There’s a funny saying circulating with marketers right now on the current state of Big Data:
“Big Data is like teenage sex: everyone talks about it, nobody really knows how to do it, everyone thinks everyone else is doing it, so everyone claims they are doing it.”
Gartner recently released a report that 64% of companies are deploying or planning to deploy a Big Data project, yet 56% struggle to know how to get value from their data. As Matt Asay wrote about the Gartner study, “it seems that they’ve allowed the hype around Big Data to both motivate them to start but also confuse them as to where they should go.”
The promise of Big Data is significant and many predict that 2014 will be a breakthrough year for Big Data marketing. Yet, I’ve seen many companies struggle with Small Data, let alone Big Data.
Big Data doesn’t replace Big Ideas. It’s what you do with the data that matters. As Big Data matures and starts to deliver on its promise, big marketing ideas to leverage the power of those Big Data insights will be needed more than ever.
I’d love to hear some of your favorite case studies on leveraging Big Data in marketing.
(Marketoonist Monday: I’m giving away a signed print of this week’s cartoon. Just share an insightful comment to this week’s post by 5:00 PST on Monday. Thanks!)
18 CommentsJoin the Discussion
and first thank you for your cartoons that always are pure joy to find on my FB wall 🙂
I think it is a complete different job, being a marketer and analyzing data. Especially that kind.
But I’m a researcher… I might be a little biased myself… 😉
[film spoiler] Like end of Finding Nemo when the tank fish finally get into the ocean in their bags, big data is the same…’Now what?’.
This happens so often, a confusion between cause & effect. So many think big data is going to supply them with some sort of insight, idea or instantly reveal some hidden truth when its actually the other way around. Many people buy an expensive camera thinking it will make them a better photographer, when really better photographers have better cameras. The same is true of big data
Jacky Hobson says
It’s much like the Emperor’s New Clothes – no one wants to actually be the one to stick their neck out and publicly admit “I don’t know how” or, even, “I don’t know what it is”. Most marketers don’t trust their data enough to even use a personalised name field let alone base campaigns on buying history or preferences.

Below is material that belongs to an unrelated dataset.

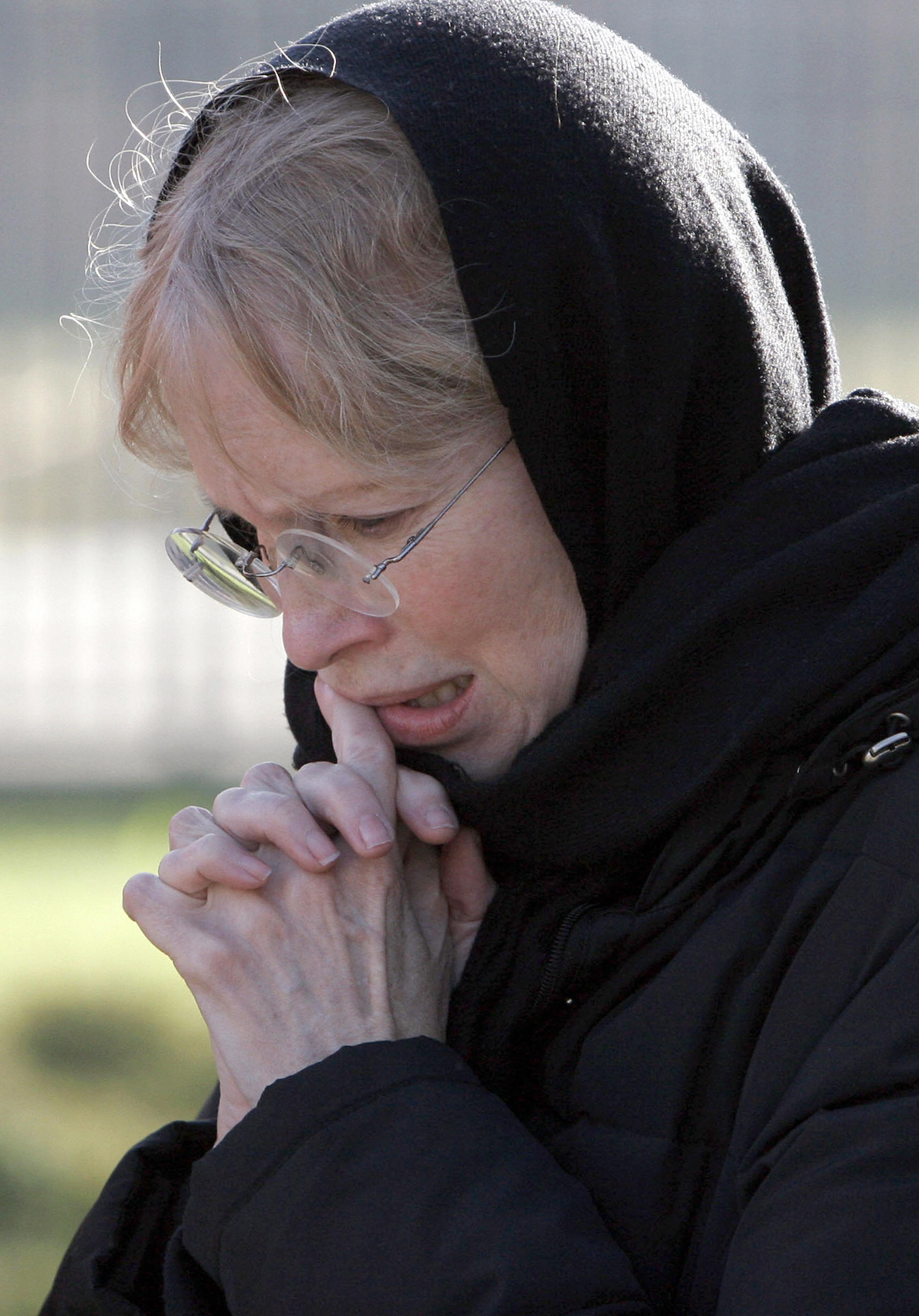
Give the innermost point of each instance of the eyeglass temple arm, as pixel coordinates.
(414, 540)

Completely agree. We had/have loads of data floating around various internal systems, but lots of it is of varying degrees or reliability/ quality.
Our start point is to try and clean up what we’ve got, to understand what we know and see what it might be able to inspire (marketing-wise).
THEN.. we can implement an automation programme, based upon processes that work for us and generating data that we expect.
By starting with smaller questions and fixing things one step at a time, we’ll end up with a really useful tool. The hard part is not jumping to the end game without understanding how (or why) we got there.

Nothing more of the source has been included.